Department of Diagnostic Radiology, National Cancer Center/Cancer Hospital, Chinese Academy of Medical Sciences and Peking Union Medical College, No. 17, Pan Jia Yuan Nan-li, PO Box 2258, Beijing, 100021, China.
CAS Key Laboratory of Molecular Imaging, Institute of Automation, Chinese Academy of Sciences, Beijing, 100190, China.
Eur Radiol. 2018 May;28(5):2058-2067. doi: 10.1007/s00330-017-5146-8. Epub 2018 Jan 15.
To investigate whether CT-based radiomics signature can predict KRAS/NRAS/BRAF mutations in colorectal cancer (CRC).
This retrospective study consisted of a primary cohort (n = 61) and a validation cohort (n = 56) with pathologically confirmed CRC. Patients underwent KRAS/NRAS/BRAF mutation tests and contrast-enhanced CT before treatment. A total of 346 radiomics features were extracted from portal venous-phase CT images of the entire primary tumour. Associations between the genetic mutations and clinical background, tumour staging, and histological differentiation were assessed using univariate analysis. RELIEFF and support vector machine methods were performed to select key features and build a radiomics signature.
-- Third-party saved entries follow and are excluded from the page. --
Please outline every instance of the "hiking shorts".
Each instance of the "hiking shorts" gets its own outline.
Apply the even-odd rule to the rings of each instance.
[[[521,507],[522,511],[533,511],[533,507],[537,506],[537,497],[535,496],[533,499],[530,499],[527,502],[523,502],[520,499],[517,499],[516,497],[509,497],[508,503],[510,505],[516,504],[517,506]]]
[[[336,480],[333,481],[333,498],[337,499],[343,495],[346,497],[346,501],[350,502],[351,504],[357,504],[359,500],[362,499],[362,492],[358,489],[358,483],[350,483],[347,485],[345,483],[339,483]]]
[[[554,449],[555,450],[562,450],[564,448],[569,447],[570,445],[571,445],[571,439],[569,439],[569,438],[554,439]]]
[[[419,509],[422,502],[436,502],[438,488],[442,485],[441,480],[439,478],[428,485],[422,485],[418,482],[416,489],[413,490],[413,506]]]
The radiomics signature was significantly associated with KRAS/NRAS/BRAF mutations (P < 0.001). The area under the curve, sensitivity, and specificity for predicting KRAS/NRAS/BRAF mutations were 0.869, 0.757, and 0.833 in the primary cohort, respectively, while they were 0.829, 0.686, and 0.857 in the validation cohort, respectively. Clinical background, tumour staging, and histological differentiation were not associated with KRAS/NRAS/BRAF mutations in both cohorts (P>0.05).
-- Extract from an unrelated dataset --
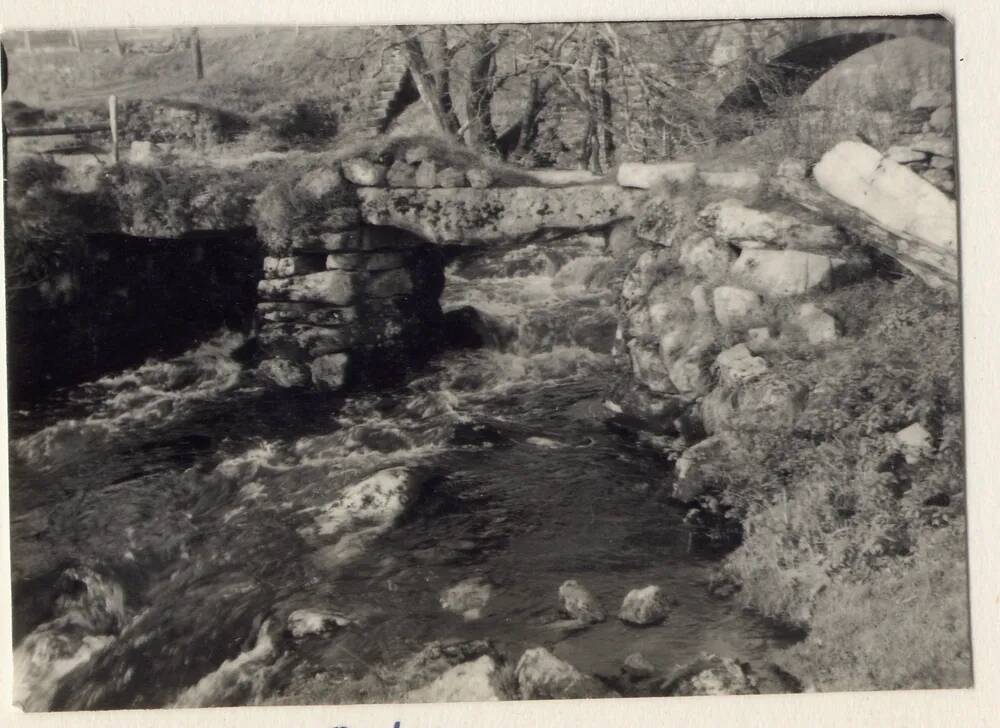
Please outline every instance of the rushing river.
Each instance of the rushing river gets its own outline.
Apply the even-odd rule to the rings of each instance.
[[[253,704],[306,667],[359,673],[450,637],[513,659],[547,645],[602,675],[635,651],[665,668],[703,651],[762,663],[785,638],[708,594],[717,555],[692,547],[668,461],[605,422],[615,276],[587,237],[460,258],[445,308],[484,312],[493,345],[391,390],[265,391],[222,333],[12,413],[17,701]],[[397,466],[429,474],[419,499],[332,558],[317,515]],[[477,576],[492,589],[480,618],[442,608]],[[557,635],[566,579],[612,614],[647,584],[675,607],[657,627]],[[301,608],[354,624],[278,639]]]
The proposed CT-based radiomics signature is associated with KRAS/NRAS/BRAF mutations. CT may be useful for analysis of tumour genotype in CRC and thus helpful to determine therapeutic strategies.
• Key features were extracted from CT images of the primary colorectal tumour. • The proposed radiomics signature was significantly associated with KRAS/NRAS/BRAF mutations. • In the primary cohort, the proposed radiomics signature predicted mutations. • Clinical background, tumour staging, and histological differentiation were unable to predict mutations.
探究基于 CT 的放射组学特征能否预测结直肠癌(CRC)中的 KRAS/NRAS/BRAF 突变。
本回顾性研究纳入了经病理证实的 CRC 患者,包含一个主要队列(n=61)和一个验证队列(n=56)。患者在治疗前均接受了 KRAS/NRAS/BRAF 基因突变检测和增强 CT 检查。从整个原发肿瘤的门静脉期 CT 图像中提取了 346 个放射组学特征。采用单因素分析评估遗传突变与临床背景、肿瘤分期和组织学分化之间的关系。采用 RELIEFF 和支持向量机方法选择关键特征并构建放射组学特征。
放射组学特征与 KRAS/NRAS/BRAF 突变显著相关(P<0.001)。在主要队列中,预测 KRAS/NRAS/BRAF 突变的曲线下面积、敏感度和特异度分别为 0.869、0.757 和 0.833,在验证队列中分别为 0.829、0.686 和 0.857。在两个队列中,临床背景、肿瘤分期和组织学分化均与 KRAS/NRAS/BRAF 突变无关(P>0.05)。
本研究提出的基于 CT 的放射组学特征与 KRAS/NRAS/BRAF 突变相关。CT 可能有助于分析 CRC 肿瘤的基因型,从而有助于确定治疗策略。
• 从原发结直肠肿瘤的 CT 图像中提取了关键特征。• 提出的放射组学特征与 KRAS/NRAS/BRAF 突变显著相关。• 在主要队列中,提出的放射组学特征可预测突变。• 临床背景、肿瘤分期和组织学分化无法预测突变。